Figure 5. Immune parameters associated with protection.

Vaccinees were ranked in ascending order of peak viremia after all virus challenges (animals that received the high-dose challenge are shown in red), and immune parameters measured on the day of 1^st low-dose virus challenge are presented. W, week of peak viremia. (A) Neutralizing antibody titer (IC₅₀) measured by TZM-bl cell-based assay vs. peak plasma vRNA. (B) Neutralizing antibody titer (IC₉₀) measured by PBMC-based assay vs. peak plasma vRNA. (C). SIV Gag- plus HIV-1 Tat-specific IFN-γ ELISPOTs vs. peak plasma vRNA. (D) SIV Gag- plus HIV-1 Tat-specific CD4⁺ and CD8⁺ T cells producing IL-2, IFN-γ and TNF-α vs. peak plasma vRNA. Inverse correlations of peak vRNA with cellular (P<0.001) and nAb (P<0.001) responses were determined by Spearman analyses. The mean peak plasma viremia of all controls is shown by the X mark.

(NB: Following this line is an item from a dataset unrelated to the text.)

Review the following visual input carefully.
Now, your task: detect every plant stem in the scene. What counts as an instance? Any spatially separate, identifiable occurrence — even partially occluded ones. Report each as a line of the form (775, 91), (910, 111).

All control animals were tested in neutralization (TZM-bl, PBMC) and ELISPOT assays; one control animal was included in the ICS assays.

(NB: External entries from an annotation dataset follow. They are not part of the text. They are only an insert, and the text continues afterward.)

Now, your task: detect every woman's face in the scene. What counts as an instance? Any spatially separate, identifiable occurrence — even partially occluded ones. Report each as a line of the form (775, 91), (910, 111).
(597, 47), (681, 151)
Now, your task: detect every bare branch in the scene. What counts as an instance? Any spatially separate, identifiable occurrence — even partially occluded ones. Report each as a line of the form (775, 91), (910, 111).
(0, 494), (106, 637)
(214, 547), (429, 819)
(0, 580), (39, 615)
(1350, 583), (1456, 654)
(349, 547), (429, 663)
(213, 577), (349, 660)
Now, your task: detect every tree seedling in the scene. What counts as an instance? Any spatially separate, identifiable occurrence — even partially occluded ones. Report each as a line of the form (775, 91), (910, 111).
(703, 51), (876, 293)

Figure 6. Immune responses on the day of high-dose virus challenge.

Cellular and nAb responses at week 0 (day of first virus exposure) and week 7 (day of high-dose virus challenge) for: (A) SIV Gag- and HIV-1 Tat-specific IFN-γ ELISPOT responses. (B) SIV Gag and HIV-1 Tat-specific peripheral blood CD4⁺ and CD8⁺ T cells producing intracellular IFN-γ, IL-2 & TNF-α (measured by multiparameter flow cytometry). (C) nAb titers against the challenge virus (IC₅₀ measured by TZM-bl assay).

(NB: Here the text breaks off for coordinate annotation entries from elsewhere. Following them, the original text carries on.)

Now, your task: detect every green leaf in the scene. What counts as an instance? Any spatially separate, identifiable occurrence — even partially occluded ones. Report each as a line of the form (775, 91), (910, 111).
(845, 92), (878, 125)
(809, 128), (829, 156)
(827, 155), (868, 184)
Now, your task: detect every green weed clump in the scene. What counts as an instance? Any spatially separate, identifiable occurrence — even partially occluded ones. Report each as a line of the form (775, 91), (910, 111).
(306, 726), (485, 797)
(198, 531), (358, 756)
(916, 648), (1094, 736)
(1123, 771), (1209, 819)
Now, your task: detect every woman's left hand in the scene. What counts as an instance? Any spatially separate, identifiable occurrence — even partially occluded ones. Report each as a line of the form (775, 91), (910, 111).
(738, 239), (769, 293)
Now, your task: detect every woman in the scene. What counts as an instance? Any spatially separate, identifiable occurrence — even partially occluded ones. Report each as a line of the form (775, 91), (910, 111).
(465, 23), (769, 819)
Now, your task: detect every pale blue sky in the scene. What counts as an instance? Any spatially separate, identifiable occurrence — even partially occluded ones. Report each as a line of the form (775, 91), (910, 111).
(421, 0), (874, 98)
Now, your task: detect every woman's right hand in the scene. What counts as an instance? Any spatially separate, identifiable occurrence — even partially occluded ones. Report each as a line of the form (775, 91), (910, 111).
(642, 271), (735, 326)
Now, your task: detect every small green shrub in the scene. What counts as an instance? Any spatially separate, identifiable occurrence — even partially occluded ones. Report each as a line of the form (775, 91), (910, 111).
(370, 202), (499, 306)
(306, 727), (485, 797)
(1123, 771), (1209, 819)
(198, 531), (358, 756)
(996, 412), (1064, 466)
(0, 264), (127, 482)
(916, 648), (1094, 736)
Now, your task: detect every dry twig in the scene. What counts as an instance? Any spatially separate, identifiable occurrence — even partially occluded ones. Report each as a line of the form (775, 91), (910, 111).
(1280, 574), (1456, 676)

Figure 7. Degrees of protection.

(A) Parameters to define different degrees of protection. Transient viremia, vRNA blip(s) (<10⁴ vRNA copies/ml, which is not expected to result in seroconversion); viral containment, lowering of peak vRNA by ≥1 log vs. controls. Anti-Nef (non-vaccine component) responses were measured to detect neo-antigen reactivity. The fold increase in ELISPOTs after high-dose virus challenge compared to the day of high-dose virus challenge was determined to identify anamnestic cellular immune responses. (B) Distribution of peak vRNA. Red lines, means; dashed lines: upper, viremia 1 log lower than mean of controls; middle, 1×10⁴ vRNA copies/ml; lower, limit of vRNA detection (50 copies/ml). (C–E) Anamnestic cellular responses and neo-antigen reactivity in the monkeys indicated. Left panels, IFN-γ ELISPOTs against SIV Gag (open bars) and Nef (striped bars, neo-antigen). Right panels, SIV Gag-specific intracellular cytokine staining.